Architect Drew Hubbell knows first-hand the importance of fire-safe construction, having suffered severe damage to his own home and artworks in Wynola. Hubbell has also whole-heartedly embraced the concept of green, sustainable architectural design elements.

“They wanted a pueblo-style Southwestern design,” Hubbell said. “They’ve tried to integrate green technology and passive solar. Perform Wall is one form of passive solar.”

Hubbell said he’s used the product in about seven other projects…It’s a four-hour fire rating.” By contrast, stucco has a two-hour fire rating and wood, just one hour, he added. “You can turn it vertical and make a radius, or have a more organic shape, especially with longer sections. You don’t have to lathe it or waterproof it. There’s no water, so it’s also less money to stucco it.”

The home is also positioned to take advantage of natural heating and cooling. For example, the garage is positioned on the west to avoid overheating. The home is also positioned to maximize views from its commanding hilltop location.

Given drought conditions and rising water rates, Hubbell also designed features to make the home water-efficient. A flat roof provides the option to collect rainwater and use it to water the avocado groves. He envisions draining water into a ground tank during winter and spring months, then using the water for irrigation in the dry summer and fall seasons.

Valade notes another advantage of his vineyard. “Grapes don’t use anywhere near as much water as avocado trees,” he said, adding that he also plans to plan five acres in aloe vera.
The home will also include two tankless water heaters, solar hot water, and solar electric/photovoltaic panels on the roof.

The flat roof will also accommodate a rooftop deck, where the homeowners look forward to savoring views of the surrounding countryside once construction is completed on the 3,400 square foot residence by early next year.

A central great room occupies the heart of the home, with wings on either side.
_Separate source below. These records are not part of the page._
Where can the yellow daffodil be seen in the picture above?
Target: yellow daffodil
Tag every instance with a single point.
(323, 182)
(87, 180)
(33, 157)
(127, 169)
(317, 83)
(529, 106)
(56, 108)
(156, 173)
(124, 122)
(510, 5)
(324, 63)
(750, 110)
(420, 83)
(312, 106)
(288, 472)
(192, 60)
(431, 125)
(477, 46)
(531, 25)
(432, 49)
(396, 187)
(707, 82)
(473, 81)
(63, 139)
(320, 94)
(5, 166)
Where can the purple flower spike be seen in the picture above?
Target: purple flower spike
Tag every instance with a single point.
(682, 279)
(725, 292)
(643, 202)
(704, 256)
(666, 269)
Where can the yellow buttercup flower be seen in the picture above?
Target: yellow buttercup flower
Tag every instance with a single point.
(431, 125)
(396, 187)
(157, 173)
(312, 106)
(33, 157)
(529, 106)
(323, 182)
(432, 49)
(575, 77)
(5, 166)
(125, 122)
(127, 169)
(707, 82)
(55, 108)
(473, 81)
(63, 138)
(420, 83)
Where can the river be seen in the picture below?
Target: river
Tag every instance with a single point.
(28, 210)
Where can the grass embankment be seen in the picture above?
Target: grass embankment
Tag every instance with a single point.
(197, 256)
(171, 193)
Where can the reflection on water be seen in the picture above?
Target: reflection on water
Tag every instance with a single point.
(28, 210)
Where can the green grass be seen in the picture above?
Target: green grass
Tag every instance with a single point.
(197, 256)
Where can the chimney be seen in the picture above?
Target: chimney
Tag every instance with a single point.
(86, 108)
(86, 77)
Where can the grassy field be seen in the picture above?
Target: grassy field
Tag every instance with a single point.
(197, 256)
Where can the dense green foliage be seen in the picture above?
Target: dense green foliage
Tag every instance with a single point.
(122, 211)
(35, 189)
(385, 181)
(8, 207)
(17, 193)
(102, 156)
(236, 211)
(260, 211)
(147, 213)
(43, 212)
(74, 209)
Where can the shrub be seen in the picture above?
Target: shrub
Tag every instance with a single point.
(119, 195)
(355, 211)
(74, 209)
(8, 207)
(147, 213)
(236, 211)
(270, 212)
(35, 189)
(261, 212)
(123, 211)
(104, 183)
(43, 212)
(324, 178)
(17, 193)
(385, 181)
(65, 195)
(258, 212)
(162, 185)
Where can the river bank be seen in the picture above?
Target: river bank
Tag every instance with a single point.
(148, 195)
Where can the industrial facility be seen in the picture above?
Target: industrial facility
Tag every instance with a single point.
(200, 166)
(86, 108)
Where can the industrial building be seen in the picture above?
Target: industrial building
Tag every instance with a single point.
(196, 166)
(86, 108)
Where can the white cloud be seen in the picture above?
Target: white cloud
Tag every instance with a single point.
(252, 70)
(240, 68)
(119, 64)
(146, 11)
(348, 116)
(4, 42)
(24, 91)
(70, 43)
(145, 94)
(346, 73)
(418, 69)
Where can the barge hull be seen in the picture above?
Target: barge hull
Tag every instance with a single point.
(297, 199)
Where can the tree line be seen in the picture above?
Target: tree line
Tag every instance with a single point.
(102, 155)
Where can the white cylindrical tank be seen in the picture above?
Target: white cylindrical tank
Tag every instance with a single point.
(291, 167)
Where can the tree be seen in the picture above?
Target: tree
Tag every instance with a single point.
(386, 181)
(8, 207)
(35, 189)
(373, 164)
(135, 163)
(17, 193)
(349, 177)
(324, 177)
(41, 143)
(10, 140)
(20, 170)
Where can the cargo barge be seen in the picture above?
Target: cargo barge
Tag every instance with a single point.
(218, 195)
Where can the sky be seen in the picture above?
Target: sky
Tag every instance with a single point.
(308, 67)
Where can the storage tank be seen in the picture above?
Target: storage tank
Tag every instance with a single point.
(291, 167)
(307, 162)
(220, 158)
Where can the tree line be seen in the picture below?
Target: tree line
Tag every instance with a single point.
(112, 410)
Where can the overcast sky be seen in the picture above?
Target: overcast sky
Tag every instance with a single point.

A hall gallery leads from towering front doors to bedrooms and a music room/media room where Zak can practice his drums and “the kids can make as much noise as possible,” Gina said of the couple’s three active children.
That’s because PerformWall also insulates against noise. “I wouldn’t usually use PerformWall on interior walls, but Zac wanted it sound-proofed,” Hubbell explained.

To withstand summer heat and further keep the home cool, Hubbell said, “Every window out here had to be tempered.” He faulted the County for eliminating incentives to buy recycled windows. All windows in the home are new and certified by the Forest Stewardship Council as made from sustainably grown Sierra Pacific lumber.

As finishing touches, the home will feature used brick flooring (including some fire-stained bricks), plus rock veneers on the front and rear walls “like a little castle,” concludes Valade, who looks forward to savoring the fruits of his labors.